„Ksiądz jest takim samym grzesznikiem jak ja, więc się nie spowiadam” – wyznaje na łamach „Newsweeka” Anna Sobańska z Warszawy, która regularnie chodzi do Kościoła i uważa się za praktykującą katoliczkę. Kiedyś mieliśmy „wierzących, niepraktykujących”, teraz „praktykujących, niespowiadających się”. Wkrótce pojawią się „niewierzący, spowiadający się”, o których zapewne przeczytamy w „Wysokich Obcasach”.
W „Wyborczej” fragment wywiadu z Aleksandrem Kwaśniewskim z „Krytyki Politycznej”: „Kościół polski (...) jest skazany na wszystkie procesy sekularyzacyjne, które są związane z procesami europejskimi.

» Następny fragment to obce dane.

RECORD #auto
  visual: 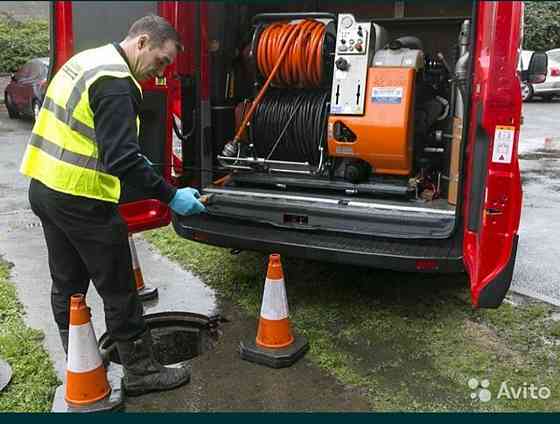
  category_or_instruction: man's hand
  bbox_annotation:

I albo dokona niezbędnej reformy wewnętrznej, albo zamknie się i zacznie być problemem dla całego uniwersalnego Kościoła katolickiego”. Tylko ktoś musi te reformy przeprowadzić. A może sam...?
„Dziennik” opisuje wyjazd Grzegorza Napieralskiego (SLD) do Hiszpanii, gdzie chciał się uczyć od tamtejszych socjalistów, nie jak reformować Kościół, lecz jak z nim walczyć. „Warto wiedzieć, w jaki sposób ekipa Zapatero przerobiła światopoglądowo Hiszpanię. Może stosowali jakieś techniki marketingowe?”
– zastanawia się Joanna Senyszyn. Gdyby zastosowali technikę pod nazwą „Senyszyn”, w Madrycie rządziłoby dziś Opus Dei.
„Przekrój” opisuje zaskakujące wyniki badań socjologicznych w USA. „Małżeństwo przysparza najwięcej szczęścia, zanim zostanie zawarte. Mężczyźni są najszczęśliwsi rok przed ślubem, kobiety – w momencie zawarcia związku. Rozwód zwiększa za to poczucie zadowolenia z życia zarówno u mężczyzn, jak i u kobiet”. Co się jednak stanie, gdy Kościół (w ramach reform Kwaśniewskiego) skasuje sakrament małżeństwa? Skąd będziemy wiedzieli, kiedy mamy być szczęśliwi, a kiedy zdołowani?